NYC Ends Litigation Blocking Racial Profiling Law
De Blasio was a sponsor of the law as the city’s public advocate under the Bloomberg administration. Intro. 1080 was passed by City Council on Aug. 22, 2013. Former Mayor Michael Bloomberg challenged it in court the following month claiming it would make it harder for police to do their jobs, resulting in a likely increase in crime.
The law allows people who feel they were racially profiled by the NYPD under it policy of stop, question, and frisk, to take their cases to state court. Previously, such cases could only go to federal court.
Bloomberg was a staunch defender of the use of the police crime-fighting tactic of stop and frisk, where people are stopped on reasonable suspicion, questioned, and in some cases frisked. Opponents charge that it can easily be used as a guise for racial profiling.
“This law protects individuals in our communities against bias-based profiling,” said de Blasio in a statement.
City Council Speaker Melissa Mark-Viverito, Jumaane D. Williams, and Brad Lander—also sponsors and leaders on this issue—said the decision will help mend fences between the public and the police.
“The goal of this legislation is to secure policy changes at the NYPD to address issues of bias-based profiling,” according to a joint statement from the council members.
Those who do go to court under the law’s provisions will only be able to make claims for what’s call injunctive or declaratory relief. That includes changes to NYPD policy and practices. But those claims won’t lead to awards for monetary damages by the court.

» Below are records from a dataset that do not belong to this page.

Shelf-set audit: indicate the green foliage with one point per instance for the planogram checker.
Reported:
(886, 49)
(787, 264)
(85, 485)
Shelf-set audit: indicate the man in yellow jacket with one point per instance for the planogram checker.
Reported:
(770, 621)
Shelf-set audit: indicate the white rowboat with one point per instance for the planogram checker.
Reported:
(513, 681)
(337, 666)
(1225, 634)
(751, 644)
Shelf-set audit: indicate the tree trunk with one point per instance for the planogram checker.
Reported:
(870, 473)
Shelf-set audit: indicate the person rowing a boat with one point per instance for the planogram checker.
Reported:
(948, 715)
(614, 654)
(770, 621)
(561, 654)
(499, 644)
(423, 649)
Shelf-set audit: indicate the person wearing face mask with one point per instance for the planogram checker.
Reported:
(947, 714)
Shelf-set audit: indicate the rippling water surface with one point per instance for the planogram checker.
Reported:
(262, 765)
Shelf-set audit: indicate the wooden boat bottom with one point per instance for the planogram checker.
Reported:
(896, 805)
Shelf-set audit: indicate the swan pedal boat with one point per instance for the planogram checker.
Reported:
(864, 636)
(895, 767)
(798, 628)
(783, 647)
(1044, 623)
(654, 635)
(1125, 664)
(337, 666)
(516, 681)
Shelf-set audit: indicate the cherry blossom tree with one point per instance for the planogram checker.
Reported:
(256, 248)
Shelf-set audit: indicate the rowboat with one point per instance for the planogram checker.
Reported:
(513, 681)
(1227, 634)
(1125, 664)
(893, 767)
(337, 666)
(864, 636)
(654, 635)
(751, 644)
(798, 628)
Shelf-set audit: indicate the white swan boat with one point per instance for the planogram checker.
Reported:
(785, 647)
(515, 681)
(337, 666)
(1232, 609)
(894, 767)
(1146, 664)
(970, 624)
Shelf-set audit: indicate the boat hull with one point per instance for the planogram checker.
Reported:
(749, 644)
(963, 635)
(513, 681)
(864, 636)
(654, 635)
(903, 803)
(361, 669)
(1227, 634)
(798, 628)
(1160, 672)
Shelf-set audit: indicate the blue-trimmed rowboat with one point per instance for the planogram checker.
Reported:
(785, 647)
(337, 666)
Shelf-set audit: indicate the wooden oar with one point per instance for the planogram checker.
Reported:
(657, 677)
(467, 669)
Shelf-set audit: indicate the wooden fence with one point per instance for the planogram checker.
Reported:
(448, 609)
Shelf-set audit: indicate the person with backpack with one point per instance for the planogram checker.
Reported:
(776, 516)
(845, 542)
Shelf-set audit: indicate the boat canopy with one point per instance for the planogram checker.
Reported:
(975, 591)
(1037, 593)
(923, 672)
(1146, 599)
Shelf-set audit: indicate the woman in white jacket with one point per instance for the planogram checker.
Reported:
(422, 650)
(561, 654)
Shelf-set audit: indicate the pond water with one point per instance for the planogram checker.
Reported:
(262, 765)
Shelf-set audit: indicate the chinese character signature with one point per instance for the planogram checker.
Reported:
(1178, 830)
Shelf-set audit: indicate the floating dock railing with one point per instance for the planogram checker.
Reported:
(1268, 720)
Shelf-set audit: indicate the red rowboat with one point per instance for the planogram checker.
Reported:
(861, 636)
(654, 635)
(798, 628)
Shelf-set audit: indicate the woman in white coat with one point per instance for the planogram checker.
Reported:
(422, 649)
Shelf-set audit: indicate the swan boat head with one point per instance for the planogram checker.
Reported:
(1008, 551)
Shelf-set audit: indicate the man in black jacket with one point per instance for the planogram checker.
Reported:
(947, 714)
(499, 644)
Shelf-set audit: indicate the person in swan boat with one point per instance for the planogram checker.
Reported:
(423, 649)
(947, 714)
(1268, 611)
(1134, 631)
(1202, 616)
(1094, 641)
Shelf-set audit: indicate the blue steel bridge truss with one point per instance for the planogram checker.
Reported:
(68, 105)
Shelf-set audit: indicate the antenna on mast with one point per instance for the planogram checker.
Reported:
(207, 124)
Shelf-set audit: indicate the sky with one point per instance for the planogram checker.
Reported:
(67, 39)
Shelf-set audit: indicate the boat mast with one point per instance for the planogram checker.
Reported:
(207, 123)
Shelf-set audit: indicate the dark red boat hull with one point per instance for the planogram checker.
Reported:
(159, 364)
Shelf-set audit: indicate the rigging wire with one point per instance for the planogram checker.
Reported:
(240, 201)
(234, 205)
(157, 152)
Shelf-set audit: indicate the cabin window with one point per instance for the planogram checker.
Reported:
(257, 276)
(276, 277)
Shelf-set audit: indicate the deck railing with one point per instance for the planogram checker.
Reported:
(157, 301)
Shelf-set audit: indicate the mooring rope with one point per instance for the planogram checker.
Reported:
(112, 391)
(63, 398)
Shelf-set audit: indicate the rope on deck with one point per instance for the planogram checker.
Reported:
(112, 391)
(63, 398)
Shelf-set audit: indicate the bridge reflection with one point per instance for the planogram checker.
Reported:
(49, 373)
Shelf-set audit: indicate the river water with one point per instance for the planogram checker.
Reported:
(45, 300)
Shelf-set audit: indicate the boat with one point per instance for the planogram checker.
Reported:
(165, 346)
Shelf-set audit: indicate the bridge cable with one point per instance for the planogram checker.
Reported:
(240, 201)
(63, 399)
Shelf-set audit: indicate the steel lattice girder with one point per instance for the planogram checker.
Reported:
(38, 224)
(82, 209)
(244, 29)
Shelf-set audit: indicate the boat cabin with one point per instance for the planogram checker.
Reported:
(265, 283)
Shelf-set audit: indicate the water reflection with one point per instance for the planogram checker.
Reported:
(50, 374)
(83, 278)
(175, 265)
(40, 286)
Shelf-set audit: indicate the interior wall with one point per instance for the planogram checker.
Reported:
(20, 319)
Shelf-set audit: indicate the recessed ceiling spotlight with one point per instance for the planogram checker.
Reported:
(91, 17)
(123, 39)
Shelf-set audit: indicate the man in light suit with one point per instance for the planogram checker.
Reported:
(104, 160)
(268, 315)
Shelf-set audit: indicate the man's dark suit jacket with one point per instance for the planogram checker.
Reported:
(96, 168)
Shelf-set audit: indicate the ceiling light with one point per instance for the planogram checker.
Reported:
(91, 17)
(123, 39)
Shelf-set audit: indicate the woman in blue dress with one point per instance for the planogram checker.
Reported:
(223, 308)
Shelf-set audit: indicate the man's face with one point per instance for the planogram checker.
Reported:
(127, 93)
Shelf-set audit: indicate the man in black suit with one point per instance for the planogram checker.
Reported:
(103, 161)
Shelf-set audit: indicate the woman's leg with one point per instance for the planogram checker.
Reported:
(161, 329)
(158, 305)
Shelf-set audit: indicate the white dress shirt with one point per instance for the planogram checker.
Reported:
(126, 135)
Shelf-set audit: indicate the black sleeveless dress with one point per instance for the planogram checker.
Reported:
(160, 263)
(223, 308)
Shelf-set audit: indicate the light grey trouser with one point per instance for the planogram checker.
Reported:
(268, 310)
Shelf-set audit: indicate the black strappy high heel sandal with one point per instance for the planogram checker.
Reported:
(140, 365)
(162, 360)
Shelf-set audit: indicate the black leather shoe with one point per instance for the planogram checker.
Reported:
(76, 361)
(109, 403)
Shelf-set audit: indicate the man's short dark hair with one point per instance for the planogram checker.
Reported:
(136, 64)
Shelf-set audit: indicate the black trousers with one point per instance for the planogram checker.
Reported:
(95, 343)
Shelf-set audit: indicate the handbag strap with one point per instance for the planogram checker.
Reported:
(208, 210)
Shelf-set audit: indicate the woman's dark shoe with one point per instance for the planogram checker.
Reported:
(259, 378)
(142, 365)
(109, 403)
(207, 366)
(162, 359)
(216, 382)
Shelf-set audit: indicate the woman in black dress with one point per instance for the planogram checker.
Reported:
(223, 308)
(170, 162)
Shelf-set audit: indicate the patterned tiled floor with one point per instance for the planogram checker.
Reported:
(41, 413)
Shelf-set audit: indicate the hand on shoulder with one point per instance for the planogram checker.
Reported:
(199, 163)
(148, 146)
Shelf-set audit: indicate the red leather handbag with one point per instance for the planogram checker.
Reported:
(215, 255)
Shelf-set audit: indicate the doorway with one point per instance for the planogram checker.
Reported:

Former Police Commissioner Ray Kelly and the Bloomberg administration consistently took the stance that stop and frisk saved lives and decreased crime.
“Racial profiling is a disingenuous charge at best, and an incendiary one at worst, particularly in the wake of the tragic death of Trayvon Martin,” wrote Kelly in an op-ed in the Wall Street Journal in July 2013.
“The effect is to obscure the rock-solid legal and constitutional foundation underpinning the police department’s tactics and the painstaking analysis that determines how we employ them.”
The NYPD is now under the leadership of Police Commissioner William Bratton, who has pledged to repair relations between police and NYC communities.
But on March 6, the Policeman’s Benevolent Association (PBA), which represents police officers, said it will continue to fight against a law that they feel “penalizes” NYPD officers.
“The administration has expressed its desire to change the policies that led to issues in our communities, eliminating the need for the law in the first place,” said the PBA in a statement Wednesday.
The organization added that it will continue its own litigation “to protect our police officers and the city from the effects of this misguided law.”
The mayor said in his statement that the city will set “fair and effective standards” that aim to prevent bias in all forms.